Sunil Gavaskar: Indian batters silenced scaremongers with dominant performance in Perth

What a splendid win, one of the best I have been privileged to be present at. All the boasts about how the pitch is going to be pacy and bouncy and scare the living daylights out of the Indian batters were exactly that — the boasts of a bully. Mind you, it wasn’t the Aussie players but their support staff in the media, both electronic and print, who were trying to be scaremongers.

It was very similar to 2007/8 after the kerfuffle between Harbhajan Singh and Andrew Symonds in the Sydney Test match. The Australian selectors had added Shaun Tait to the Aussie squad for the next Test match in Perth, and the media were going nuts, suggesting he was going to blow the Indians away on the fast, bouncy WACA pitch in Perth. What happened? ‘The Wall’ was so solid, but before that, the swashbuckling Virender Sehwag had just swatted Brett Lee, Tait, and the others as if he was swatting the famous Perth flies. He singled out Tait for special attention as if to rubbish the Aussie media claims about the pacers scaring the Indian batters. At the end of the Test match, guess what happened? Tait took an indefinite break from international cricket. The Indians had the last laugh by winning the Test match and, if the umpires had not made some forgettable decisions under pressure from the Aussies in the previous Test match in Sydney, then India would have gone to Adelaide for the final Test of that series with the score 1-all.

This time India goes to Adelaide, having once again proven all the experts wrong in Perth with a performance that can be ranked in the top 10 victories in recent times. Jasprit Bumrah led from the front with a bowling effort that would have tested the greatest of batters across eras. He was constantly at them, and there was hardly a delivery that the batters could relax against, as he asked uncomfortable questions regularly. While Bumrah definitely had help from the pitch, the way the batters batted on an unfamiliar surface was most heartening.

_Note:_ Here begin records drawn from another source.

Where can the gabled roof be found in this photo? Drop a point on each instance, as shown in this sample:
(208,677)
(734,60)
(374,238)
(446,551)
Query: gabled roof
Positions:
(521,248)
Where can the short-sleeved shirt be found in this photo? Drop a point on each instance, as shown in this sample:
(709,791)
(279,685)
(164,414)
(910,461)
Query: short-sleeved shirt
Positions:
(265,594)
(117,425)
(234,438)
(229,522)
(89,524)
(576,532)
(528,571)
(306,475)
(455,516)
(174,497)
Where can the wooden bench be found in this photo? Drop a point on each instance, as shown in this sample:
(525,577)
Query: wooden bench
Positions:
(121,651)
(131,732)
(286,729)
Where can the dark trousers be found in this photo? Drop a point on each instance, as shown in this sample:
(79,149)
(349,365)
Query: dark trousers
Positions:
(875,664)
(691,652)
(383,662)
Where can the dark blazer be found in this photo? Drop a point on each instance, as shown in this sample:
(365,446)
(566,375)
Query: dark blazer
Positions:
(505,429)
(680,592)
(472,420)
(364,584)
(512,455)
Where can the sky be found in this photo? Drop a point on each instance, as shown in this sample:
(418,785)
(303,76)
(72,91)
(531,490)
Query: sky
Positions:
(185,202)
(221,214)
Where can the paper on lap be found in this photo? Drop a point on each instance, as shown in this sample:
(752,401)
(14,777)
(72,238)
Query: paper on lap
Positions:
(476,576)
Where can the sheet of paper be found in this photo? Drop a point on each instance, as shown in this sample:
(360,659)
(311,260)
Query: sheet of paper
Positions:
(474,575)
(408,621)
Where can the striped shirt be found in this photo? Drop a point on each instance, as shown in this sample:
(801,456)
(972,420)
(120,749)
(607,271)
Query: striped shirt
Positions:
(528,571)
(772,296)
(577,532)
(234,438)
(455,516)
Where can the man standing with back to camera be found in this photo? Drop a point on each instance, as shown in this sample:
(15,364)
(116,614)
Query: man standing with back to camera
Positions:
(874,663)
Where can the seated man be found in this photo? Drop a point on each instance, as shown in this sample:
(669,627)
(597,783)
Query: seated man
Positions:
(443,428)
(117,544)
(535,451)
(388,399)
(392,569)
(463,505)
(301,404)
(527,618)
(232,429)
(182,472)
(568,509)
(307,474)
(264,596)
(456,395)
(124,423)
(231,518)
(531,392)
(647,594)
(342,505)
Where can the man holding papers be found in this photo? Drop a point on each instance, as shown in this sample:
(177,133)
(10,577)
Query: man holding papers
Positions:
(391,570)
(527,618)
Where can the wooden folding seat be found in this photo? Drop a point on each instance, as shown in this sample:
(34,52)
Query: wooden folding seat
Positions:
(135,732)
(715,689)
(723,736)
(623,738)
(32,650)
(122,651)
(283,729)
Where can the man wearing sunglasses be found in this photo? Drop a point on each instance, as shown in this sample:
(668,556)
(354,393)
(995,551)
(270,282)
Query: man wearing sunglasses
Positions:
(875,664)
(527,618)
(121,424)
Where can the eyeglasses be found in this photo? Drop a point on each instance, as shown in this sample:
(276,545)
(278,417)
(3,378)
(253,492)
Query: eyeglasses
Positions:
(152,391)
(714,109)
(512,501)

That young Yashasvi Jaiswal showed he is a quick learner was evident by the straightness of his bat at the start of the second innings. As he settled down with wonderful guidance from K.L. Rahul at the other end, one could see the Aussie shoulders sagging at the inevitability of another big hundred from this prodigy. Their heads drooped even more as Virat Kohli cashed in on the solid platform set by the opening pair to get another century in Australia. These two hundreds were terrific, as was the 200-plus opening partnership, but the most impressive innings was from Nitish Reddy. He showed an awareness of what was required which belied the fact that he was making his Test debut. Even in the first innings, he displayed a refreshing grasp of scoring opportunities and ended up as the top scorer. His bowling too came in handy, and his fielding was outstanding. Here is a man for the future.

The panic in the Australian ranks is palpable, what with former players calling for heads to be chopped off and some even hinting at cracks in the Australian team after Josh Hazlewood’s media interview at the end of the third day’s play, where he suggested that it was up to the batters to now do something. Now, a few days later, Hazlewood is out of the second Test and possibly the series too with a supposed side strain. Strange, that, since nobody had noticed anything wrong with Hazlewood at that media conference. Mystery, mystery — the like of which used to be common in Indian cricket in the past. Now it’s the Aussies, and like old McDonald, I’m simply loving it.